Nach § 17 Abs. 1 und 4 EStG gehört zu den Einkünften aus Gewerbebetrieb –unter weiteren hier nicht problematischen Voraussetzungen– auch der Gewinn aus der Auflösung einer Kapitalgesellschaft. Entsprechendes gilt für einen Auflösungsverlust als dem Betrag, um den die im Zusammenhang mit der Auflösung der Gesellschaft vom Steuerpflichtigen persönlich getragenen Kosten (entsprechend den Veräußerungskosten nach § 17 Abs. 2 Satz 1 EStG) sowie seine Anschaffungskosten den gemeinen Wert des dem Steuerpflichtigen zugeteilten oder zurückgezahlten Vermögens der Kapitalgesellschaft übersteigen.

Anschaffungskosten sind nach § 255 Abs. 1 Satz 1 HGB Aufwendungen, die geleistet werden, um einen Vermögensgegenstand zu erwerben. Dazu gehören nach § 255 Abs. 1 Satz 2 HGB auch die nachträglichen Anschaffungskosten. Zu den nachträglichen Anschaffungskosten einer Beteiligung zählen neben (verdeckten) Einlagen auch nachträgliche Aufwendungen auf die Beteiligung, wenn sie durch das Gesellschaftsverhältnis veranlasst sind und weder Werbungskosten bei den Einkünften aus Kapitalvermögen noch Veräußerungs- oder Auflösungskosten sind. Zu in diesem Sinne funktionellem Eigenkapital werden Finanzierungshilfen oder Finanzierungsmaßnahmen, wenn der Gesellschafter der Gesellschaft in der Krise der Gesellschaft ein Darlehen gewährt (§ 32a Abs. 1 GmbHG a.F.) und diese Finanzierungsmaßnahme eigenkapitalersetzenden Charakter hat. Das gleiche gilt, wenn eine Finanzierungsmaßnahme krisenbestimmt ist.
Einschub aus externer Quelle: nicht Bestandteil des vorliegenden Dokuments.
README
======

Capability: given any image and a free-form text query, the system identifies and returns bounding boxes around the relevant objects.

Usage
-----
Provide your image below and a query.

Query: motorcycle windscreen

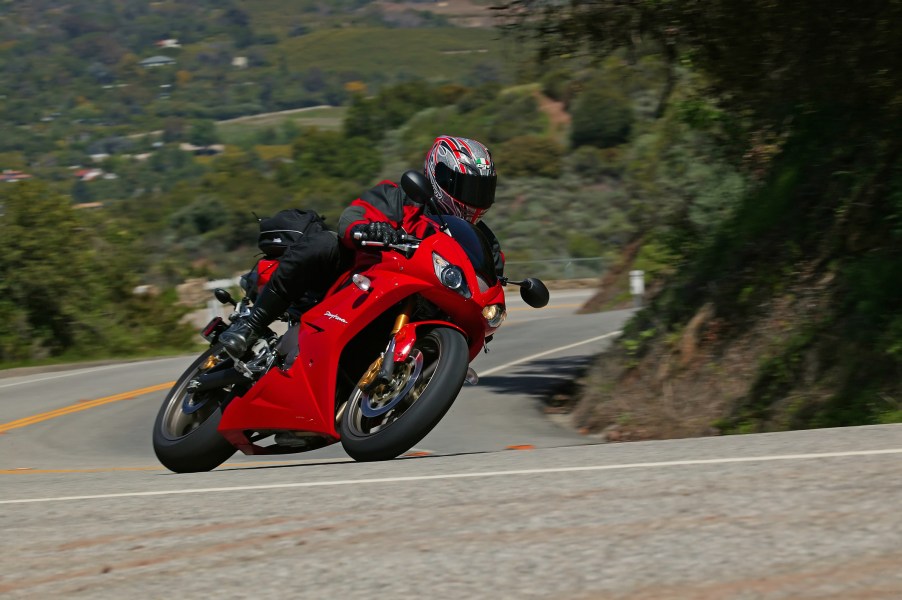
[443,216,498,286]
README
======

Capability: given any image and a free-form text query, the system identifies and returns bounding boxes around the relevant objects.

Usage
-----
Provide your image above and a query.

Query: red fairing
[219,213,505,454]
[257,258,279,293]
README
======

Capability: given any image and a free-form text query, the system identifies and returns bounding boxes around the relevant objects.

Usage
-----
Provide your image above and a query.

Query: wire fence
[504,256,605,280]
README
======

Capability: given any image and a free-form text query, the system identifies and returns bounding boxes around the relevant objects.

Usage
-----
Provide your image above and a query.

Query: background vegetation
[0,0,902,439]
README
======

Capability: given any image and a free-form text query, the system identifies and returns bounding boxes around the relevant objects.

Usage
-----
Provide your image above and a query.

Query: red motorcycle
[153,171,549,473]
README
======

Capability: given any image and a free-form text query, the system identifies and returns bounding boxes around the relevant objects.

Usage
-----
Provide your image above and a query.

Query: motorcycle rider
[219,135,504,359]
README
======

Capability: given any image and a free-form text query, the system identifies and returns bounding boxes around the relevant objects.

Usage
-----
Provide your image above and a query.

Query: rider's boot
[219,286,290,360]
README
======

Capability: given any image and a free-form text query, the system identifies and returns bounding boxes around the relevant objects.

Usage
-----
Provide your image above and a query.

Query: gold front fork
[357,297,416,391]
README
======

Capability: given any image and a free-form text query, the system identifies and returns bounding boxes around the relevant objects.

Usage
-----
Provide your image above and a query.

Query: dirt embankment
[546,267,836,441]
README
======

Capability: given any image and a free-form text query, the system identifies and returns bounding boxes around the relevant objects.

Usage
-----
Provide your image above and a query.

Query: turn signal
[482,304,507,328]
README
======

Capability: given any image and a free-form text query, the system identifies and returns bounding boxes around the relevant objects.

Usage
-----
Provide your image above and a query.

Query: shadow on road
[479,356,595,399]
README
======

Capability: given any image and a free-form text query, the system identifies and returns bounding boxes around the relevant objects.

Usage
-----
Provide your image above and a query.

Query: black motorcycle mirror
[401,169,432,204]
[213,288,238,306]
[501,277,551,308]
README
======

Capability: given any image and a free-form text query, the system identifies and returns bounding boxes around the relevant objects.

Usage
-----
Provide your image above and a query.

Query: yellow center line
[0,381,175,433]
[507,302,586,312]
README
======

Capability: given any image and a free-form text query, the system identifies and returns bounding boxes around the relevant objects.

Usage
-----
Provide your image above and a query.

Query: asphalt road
[0,292,902,599]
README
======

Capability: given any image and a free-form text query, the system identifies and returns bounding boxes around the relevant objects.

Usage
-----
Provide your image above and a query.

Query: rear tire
[153,347,235,473]
[339,327,469,461]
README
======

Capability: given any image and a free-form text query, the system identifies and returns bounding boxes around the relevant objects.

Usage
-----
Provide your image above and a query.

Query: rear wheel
[153,347,235,473]
[340,327,469,461]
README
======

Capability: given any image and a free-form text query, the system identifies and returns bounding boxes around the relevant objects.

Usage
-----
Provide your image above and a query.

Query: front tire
[339,327,469,461]
[153,347,235,473]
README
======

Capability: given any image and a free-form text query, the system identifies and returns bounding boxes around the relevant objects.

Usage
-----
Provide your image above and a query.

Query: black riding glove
[354,221,404,244]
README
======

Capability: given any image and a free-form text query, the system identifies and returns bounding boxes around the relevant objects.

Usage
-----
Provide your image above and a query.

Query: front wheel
[340,327,469,461]
[153,347,235,473]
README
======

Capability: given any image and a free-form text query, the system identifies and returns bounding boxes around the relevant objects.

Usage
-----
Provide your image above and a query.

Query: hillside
[504,0,902,441]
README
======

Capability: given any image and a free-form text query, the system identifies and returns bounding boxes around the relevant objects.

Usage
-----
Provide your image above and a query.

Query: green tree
[570,86,635,148]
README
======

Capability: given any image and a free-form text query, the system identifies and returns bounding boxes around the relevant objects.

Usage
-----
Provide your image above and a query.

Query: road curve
[0,292,902,599]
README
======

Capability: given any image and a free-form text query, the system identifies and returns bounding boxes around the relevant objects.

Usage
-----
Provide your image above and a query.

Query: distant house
[179,142,225,156]
[0,169,31,183]
[138,56,175,69]
[75,169,103,181]
[153,38,182,48]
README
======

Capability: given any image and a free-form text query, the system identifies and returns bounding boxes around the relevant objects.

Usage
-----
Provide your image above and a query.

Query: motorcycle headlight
[482,304,507,329]
[432,252,470,298]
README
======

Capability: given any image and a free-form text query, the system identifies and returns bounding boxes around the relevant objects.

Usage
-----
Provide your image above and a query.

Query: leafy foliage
[0,183,190,362]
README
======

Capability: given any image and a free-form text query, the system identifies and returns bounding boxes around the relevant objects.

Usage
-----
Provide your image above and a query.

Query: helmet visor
[435,163,497,210]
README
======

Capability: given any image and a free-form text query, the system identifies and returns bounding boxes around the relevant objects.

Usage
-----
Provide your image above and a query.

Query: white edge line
[0,448,902,504]
[479,331,622,377]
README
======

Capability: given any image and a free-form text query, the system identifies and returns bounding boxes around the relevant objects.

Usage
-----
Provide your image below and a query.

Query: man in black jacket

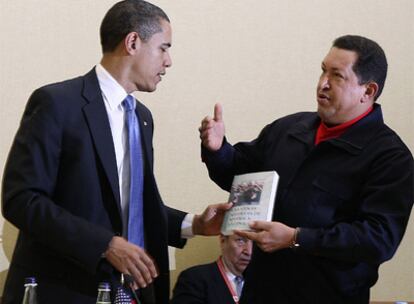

Dies ist der Fall, wenn die zur Aufnahme der Geschäfte notwendige Finanzausstattung der Gesellschaft durch eine Kombination von Eigen- und Fremdkapital erreicht werden soll und die Maßnahme von vornherein als Krisenfinanzierung ausgelegt ist, der Gesellschafter sich also verpflichtet hat, das Darlehen auch in der Krise der Gesellschaft stehen zu lassen und dass die Darlehensforderung im Rang hinter die Forderungen der übrigen Gesellschaft zurückzutreten hat. Das Darlehen ist in diesem Fall nicht einseitig vom Gesellschafter kündbar.

Fehlt es an der zivilrechtlichen Voraussetzung des Eigenkapitalersatzes, hat das Darlehen nicht die Funktion von Eigenkapital und der Gesellschafter ist wie jeder Drittgläubiger zu behandeln. Das Einkommensteuerrecht respektiert die Entscheidung der Gesellschafter, der Gesellschaft nicht Eigenkapital, sondern Fremdkapital zur Verfügung zu stellen. Das (objektive) Nettoprinzip wird durch den Grundsatz eingeschränkt, dass Verluste in der Privatsphäre des Steuerpflichtigen einkommensteuerrechtlich nicht berücksichtigt werden.